In another arbitration case this term, Granite Rock Co. v. International Brotherhood of Teamsters, the Court ruled that a dispute between the parties over the formation of a new collective bargaining agreement with an arbitration clause was for the federal courts rather than an arbitrator to decide.
In Stolt-Nielsen v. AnimalFeeds International Corp., the Court held that class actions in arbitration are inconsistent with the Federal Arbitration Act unless the parties expressly agree to consent to a class action in the arbitration agreement.
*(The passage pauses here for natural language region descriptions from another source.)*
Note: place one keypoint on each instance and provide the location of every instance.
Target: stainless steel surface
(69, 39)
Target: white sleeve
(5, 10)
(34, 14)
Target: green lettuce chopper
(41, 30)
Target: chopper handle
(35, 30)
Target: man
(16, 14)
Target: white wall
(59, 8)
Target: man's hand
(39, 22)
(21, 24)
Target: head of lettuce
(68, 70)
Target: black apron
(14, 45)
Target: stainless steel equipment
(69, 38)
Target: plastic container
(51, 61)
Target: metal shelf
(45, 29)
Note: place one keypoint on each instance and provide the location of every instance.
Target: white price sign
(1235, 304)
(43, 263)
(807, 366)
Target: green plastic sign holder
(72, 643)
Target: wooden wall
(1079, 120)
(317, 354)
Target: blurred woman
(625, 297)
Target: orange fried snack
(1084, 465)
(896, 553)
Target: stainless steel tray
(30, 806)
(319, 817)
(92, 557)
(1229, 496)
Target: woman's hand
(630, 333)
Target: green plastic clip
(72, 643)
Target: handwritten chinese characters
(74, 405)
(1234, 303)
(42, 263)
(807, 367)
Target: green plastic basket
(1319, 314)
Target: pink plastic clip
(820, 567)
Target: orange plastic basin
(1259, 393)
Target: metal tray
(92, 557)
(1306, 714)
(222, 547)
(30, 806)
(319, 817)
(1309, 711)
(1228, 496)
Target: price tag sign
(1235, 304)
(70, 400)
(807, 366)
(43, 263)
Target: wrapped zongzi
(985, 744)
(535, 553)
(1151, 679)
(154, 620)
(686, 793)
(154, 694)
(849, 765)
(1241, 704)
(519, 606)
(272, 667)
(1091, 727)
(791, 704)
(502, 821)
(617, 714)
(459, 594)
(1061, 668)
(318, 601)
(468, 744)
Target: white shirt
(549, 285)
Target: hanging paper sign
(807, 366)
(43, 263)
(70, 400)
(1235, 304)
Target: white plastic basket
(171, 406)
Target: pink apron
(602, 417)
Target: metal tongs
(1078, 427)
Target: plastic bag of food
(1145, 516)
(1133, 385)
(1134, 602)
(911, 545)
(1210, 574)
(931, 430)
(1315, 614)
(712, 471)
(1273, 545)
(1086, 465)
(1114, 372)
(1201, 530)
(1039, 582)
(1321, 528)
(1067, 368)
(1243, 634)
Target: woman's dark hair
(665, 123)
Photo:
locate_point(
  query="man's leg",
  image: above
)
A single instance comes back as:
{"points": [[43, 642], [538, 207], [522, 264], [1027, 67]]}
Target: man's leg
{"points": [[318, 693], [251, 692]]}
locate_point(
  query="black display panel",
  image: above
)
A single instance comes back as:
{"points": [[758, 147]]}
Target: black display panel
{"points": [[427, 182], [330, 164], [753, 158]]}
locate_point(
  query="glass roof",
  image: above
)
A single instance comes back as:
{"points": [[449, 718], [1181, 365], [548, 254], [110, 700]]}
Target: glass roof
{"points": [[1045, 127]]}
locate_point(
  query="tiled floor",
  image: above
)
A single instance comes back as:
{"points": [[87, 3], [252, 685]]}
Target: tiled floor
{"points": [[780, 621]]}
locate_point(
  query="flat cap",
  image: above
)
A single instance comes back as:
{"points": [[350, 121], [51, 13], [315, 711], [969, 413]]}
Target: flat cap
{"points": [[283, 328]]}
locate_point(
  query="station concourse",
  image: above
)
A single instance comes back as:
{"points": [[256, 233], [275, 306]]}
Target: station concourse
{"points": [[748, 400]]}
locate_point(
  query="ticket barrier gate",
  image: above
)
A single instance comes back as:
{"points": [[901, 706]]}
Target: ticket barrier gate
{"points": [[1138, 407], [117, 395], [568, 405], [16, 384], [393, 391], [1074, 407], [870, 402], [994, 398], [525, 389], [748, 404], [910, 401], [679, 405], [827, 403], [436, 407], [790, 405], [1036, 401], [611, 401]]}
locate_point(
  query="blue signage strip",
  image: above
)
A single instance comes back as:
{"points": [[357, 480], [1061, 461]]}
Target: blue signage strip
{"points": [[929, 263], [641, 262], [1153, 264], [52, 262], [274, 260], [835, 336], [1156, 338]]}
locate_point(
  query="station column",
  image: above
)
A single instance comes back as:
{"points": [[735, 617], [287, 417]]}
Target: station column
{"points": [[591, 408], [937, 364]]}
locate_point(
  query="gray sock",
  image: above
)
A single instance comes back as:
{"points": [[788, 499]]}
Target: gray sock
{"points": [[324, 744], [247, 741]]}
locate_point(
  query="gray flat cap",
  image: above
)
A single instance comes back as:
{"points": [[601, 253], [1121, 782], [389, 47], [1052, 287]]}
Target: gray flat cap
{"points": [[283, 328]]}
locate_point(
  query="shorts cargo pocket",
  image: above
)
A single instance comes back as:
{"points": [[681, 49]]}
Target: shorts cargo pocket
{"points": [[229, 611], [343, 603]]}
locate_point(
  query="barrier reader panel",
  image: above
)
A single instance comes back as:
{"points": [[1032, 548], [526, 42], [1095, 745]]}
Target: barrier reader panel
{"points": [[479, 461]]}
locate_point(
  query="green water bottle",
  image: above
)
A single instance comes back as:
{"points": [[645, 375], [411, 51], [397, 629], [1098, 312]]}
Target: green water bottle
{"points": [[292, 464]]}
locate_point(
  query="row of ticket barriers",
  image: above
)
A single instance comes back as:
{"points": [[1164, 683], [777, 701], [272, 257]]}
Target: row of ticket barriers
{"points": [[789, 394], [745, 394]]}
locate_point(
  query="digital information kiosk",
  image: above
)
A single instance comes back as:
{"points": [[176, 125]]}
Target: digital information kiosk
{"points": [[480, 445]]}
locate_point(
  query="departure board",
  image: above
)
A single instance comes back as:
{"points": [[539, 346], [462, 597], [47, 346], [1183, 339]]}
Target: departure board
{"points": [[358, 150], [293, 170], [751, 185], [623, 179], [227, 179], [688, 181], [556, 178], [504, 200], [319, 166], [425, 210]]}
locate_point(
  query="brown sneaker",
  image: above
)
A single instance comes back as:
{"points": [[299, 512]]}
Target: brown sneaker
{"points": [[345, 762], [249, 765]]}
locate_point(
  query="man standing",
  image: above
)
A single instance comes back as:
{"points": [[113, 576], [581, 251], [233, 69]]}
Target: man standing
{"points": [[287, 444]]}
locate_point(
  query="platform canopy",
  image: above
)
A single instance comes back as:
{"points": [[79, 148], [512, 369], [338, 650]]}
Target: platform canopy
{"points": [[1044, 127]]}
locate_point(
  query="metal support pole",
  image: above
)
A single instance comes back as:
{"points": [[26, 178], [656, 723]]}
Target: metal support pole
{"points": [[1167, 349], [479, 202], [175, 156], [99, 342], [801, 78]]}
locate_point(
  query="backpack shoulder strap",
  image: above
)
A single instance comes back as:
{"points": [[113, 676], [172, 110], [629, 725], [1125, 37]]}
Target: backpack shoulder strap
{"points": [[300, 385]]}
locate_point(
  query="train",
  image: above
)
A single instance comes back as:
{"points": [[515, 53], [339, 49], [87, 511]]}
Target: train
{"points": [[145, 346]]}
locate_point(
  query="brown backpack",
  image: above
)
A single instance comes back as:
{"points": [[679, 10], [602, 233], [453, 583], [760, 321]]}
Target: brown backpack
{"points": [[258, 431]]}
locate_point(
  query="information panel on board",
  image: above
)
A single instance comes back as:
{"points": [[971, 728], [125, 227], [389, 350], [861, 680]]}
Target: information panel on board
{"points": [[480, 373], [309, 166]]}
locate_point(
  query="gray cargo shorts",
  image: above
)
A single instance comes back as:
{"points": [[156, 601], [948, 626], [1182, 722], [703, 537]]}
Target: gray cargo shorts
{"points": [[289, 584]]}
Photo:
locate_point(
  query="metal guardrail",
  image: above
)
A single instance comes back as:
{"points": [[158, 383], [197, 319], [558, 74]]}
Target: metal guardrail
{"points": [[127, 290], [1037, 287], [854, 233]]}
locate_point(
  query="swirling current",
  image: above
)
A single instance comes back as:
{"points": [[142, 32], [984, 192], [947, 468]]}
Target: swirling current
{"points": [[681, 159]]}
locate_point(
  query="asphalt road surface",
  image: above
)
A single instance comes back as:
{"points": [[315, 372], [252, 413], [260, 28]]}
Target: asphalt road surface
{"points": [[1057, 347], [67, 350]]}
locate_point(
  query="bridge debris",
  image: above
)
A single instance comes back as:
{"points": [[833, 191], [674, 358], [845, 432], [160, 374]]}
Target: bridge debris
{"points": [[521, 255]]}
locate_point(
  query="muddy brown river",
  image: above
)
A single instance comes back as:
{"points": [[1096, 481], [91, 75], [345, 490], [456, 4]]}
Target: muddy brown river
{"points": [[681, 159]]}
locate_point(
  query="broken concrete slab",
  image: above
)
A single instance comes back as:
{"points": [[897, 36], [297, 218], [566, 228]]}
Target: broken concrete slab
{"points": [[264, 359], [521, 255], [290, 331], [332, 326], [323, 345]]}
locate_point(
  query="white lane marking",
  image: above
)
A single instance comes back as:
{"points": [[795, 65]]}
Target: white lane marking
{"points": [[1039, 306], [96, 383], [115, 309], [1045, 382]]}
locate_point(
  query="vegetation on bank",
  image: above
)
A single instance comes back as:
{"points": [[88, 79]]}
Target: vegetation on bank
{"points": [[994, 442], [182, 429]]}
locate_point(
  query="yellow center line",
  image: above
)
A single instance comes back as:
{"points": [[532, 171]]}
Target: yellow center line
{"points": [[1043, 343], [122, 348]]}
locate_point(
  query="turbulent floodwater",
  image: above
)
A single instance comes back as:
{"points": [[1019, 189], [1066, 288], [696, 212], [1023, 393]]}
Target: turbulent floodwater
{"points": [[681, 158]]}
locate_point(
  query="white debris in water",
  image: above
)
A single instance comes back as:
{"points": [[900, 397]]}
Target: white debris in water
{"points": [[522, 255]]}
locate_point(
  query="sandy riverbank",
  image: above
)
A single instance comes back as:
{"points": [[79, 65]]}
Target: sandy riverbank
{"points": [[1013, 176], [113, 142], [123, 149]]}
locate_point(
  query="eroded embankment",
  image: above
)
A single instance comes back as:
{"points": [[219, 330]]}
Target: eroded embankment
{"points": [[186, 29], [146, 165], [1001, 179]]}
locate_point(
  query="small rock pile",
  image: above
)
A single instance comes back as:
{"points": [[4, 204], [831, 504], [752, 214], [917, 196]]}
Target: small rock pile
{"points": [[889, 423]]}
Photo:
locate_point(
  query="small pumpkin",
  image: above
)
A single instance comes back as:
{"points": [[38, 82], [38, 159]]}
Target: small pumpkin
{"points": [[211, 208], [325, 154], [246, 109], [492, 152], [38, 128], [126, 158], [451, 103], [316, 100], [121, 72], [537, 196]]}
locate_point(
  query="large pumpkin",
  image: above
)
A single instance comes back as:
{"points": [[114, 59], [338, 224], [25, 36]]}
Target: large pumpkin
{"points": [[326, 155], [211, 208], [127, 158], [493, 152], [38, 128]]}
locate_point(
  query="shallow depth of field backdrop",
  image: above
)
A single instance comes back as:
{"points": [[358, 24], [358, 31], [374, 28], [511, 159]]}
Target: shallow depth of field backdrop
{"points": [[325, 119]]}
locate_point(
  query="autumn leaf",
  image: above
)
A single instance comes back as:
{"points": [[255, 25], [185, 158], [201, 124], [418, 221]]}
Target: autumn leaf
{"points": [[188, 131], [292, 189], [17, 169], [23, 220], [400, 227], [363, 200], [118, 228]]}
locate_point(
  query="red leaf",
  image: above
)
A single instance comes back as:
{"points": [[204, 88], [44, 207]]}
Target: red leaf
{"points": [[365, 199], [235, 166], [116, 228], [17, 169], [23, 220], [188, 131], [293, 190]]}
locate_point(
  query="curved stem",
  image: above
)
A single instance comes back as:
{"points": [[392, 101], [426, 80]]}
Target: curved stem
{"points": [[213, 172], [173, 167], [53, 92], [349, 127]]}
And in a case involving arbitration under the Railroad Labor Act, the Court held that the National Railroad Adjustment Board should not have dismissed arbitration of a dispute on jurisdictional grounds merely because a union failed to show proof of conferencing that both sides knew occurred. That ruling came in Union Pacific Railroad Co. v. Brotherhood of Locomotive Engineers and Trainmen.
‘Miranda,’ sentencing and honest services
On the criminal docket, the justices’ ruling in Berghuis v. Thompkins that the right to remain silent must be invoked verbally caused some to fear that the Court was slowly eroding rights established in Miranda v. Arizona.
“So it’s kind of like chip, chip, chip,” said Paul Butler, associate dean of George Washington University Law School, of the Court’s treatment of Miranda during a recent panel discussion hosted the American Constitution Society for Law and Policy: “It’s alive, but it’s not well.”
But in a victory for the defense bar, the Court held in Roper v. Simmons that sentencing a juvenile to life without parole in a non-murder case violates the Constitution’s Eighth Amendment ban on cruel and unusual punishment.
The ruling represented a recognition that the “U.S. is the most punitive of any western nation,” Butler said. “We have the highest rate of incarceration and this case continues the trend in which the Court is skeptical of the get-tough-on-criminal-justice movement.”
While the Court’s ruling in Skilling v. U.S. that claims for criminal honest-services fraud can only be brought in cases involving bribery and kickbacks seemed to strip prosecutors of a favorite tool for fighting public corruption and private sector fraud, some experts note that it could have been worse.
“This is not nearly as bad of an outcome for the federal government as one might have expected based on the oral arguments,” said Virginia A. Seitz, a partner in the Washington office of Sidley Austin. “The Court worked extremely hard to save the constitutional core of the honest-services fraud statute.”
Seitz said it was notable that the Court seemed to go out of its way to save the constitutionality of the statute by limiting its application — even though the words “bribery” and “kickbacks” don’t appear in the language of the law itself.
“That is a truly remarkable technique, and a technique that the Court might use in the future” to save overly broad laws without striking them down entirely, Seitz said.
The big privacy case that wasn’t
If there was a big disappointment for Supreme Court watchers this year, it was City of Ontario v. Quon.
In that ruling, the Court declined to decide whether employees have a privacy interest in the messages they send on employer-issued mobile devices.
“A lot of us thought the Court would use this case as an opportunity outline a theory of Fourth Amendment protections in cyberspace — how much privacy we should expect in out texts and our e-mails and our Internet use” Butler said. “The Court expressly declined to do this. … It left that extremely important question for another day. ”
The case got far more attention for the questions the justices asked during oral arguments, which suggested a lack of ease with technologies like cell phones, pagers and e-mails.
“The justices are surprisingly [not attuned] to technological advances,” Butler said. “Even the relatively young chief justice — along with Justices [Anthony] Kennedy and [Antonin] Scalia — … didn’t understand how text messages work on a very fundamental level.”